I. Instanz: Kreisgericht Wels; II. Instanz: Oberlandesgericht Linz.
Text
Die fünf Beklagten verfaßten ein mit 26. März 1960 bzw. 11. April 1960 datiertes, an alle Buchhandlungen, Zeitschriftenvertriebe, Trafiken und sonstige Zeitschriftenverschleißstellen im Verwaltungsbezirk Wels gerichtetes Rundschreiben, in welchem die Adressaten aufgefordert werden, der gefährdeten Jugend dadurch zu helfen, daß sie minderwertige Lektüre wie "B.-Hefte. C.-strips, A.- Hefte u. dgl." nicht öffentlich auflegen und an Jugendliche nicht abgeben. Wegen Verfassung und Verbreitung dieses Rundschreibens begehrt die klagende Partei als Herausgeberin und Verlegerin der Wochenzeitschrift "B." die Verurteilung der fünf Beklagten zum Widerruf der im Rundschreiben enthaltenen Behauptung und zur Veröffentlichung des Widerrufs. Sie stützt ihre Klage auf die Bestimmung des § 1330 (2) ABGB. Die Beklagten beantragten Klagsabweisung und wendeten ein, daß der Tatbestand des § 1330 (2) ABGB. nicht gegeben sei, der Zweitbeklagte überdies passiv nicht legitimiert sei, weil er das Rundschreiben nicht als Privatperson, sondern als Bürgermeisterstellvertreter unterschrieben habe.

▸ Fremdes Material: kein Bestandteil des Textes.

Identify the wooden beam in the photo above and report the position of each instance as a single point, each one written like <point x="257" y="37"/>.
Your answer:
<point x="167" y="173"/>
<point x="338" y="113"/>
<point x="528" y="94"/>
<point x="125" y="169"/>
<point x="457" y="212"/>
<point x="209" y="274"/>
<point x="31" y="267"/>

Das Erstgericht wies das Klagebegehren mit der Begründung ab, daß das Rundschreiben keine Tatsachenbehauptungen enthalte, sondern ein Werturteil darstelle. Es sei daher auch ohne Bedeutung, ob die im Rundschreiben enthaltenen Behauptungen wahr oder unwahr seien.
Das Berufungsgericht hob das erstgerichtliche Urteil unter Rechtskraftvorbehalt auf. Das Rundschreiben, führte das Berufungsgericht aus, müsse in seiner Gänze betrachtet und gewürdigt werden. Die Verfasser desselben, die als für die Jugenderziehung verantwortlich zeichnen, rufen alle Inhaber der Zeitungsverschleißstellen auf, für eine gesunde Entwicklung der Jugend einzutreten und deshalb minderwertiges, die geistige und sittliche Entwicklung der Jugend gefährdendes Schrifttum wie Hefte usw. nicht öffentlich aufzulegen und an Jugendliche abzugeben. Dieser Aufruf enthalte, in seiner Gesamtheit betrachtet, nicht ein unüberprüfbares abfälliges Werturteil über die B.-Hefte, sondern ganz klare und auf ihre Richtigkeit ohneweiters überprüfbare Tatsachenbehauptungen. Die in dem Rundschreiben enthaltene Behauptung, daß die B.-Hefte eine minderwertige, die Jugend gefährdende Lektüre darstellen, sei eine überprüfbare Tatsachenbehauptung. Dies ergebe sich schon daraus, daß vor dem erfolgten Richterwechsel zur Frage der Richtigkeit oder Unrichtigkeit dieser Behauptung ein umfangreiches Sachverständigengutachten erstattet wurde. Das Erstgericht werde daher den Inhalt der B.-Hefte zu überprüfen und einen Sachverständigenbeweis zuzulassen haben.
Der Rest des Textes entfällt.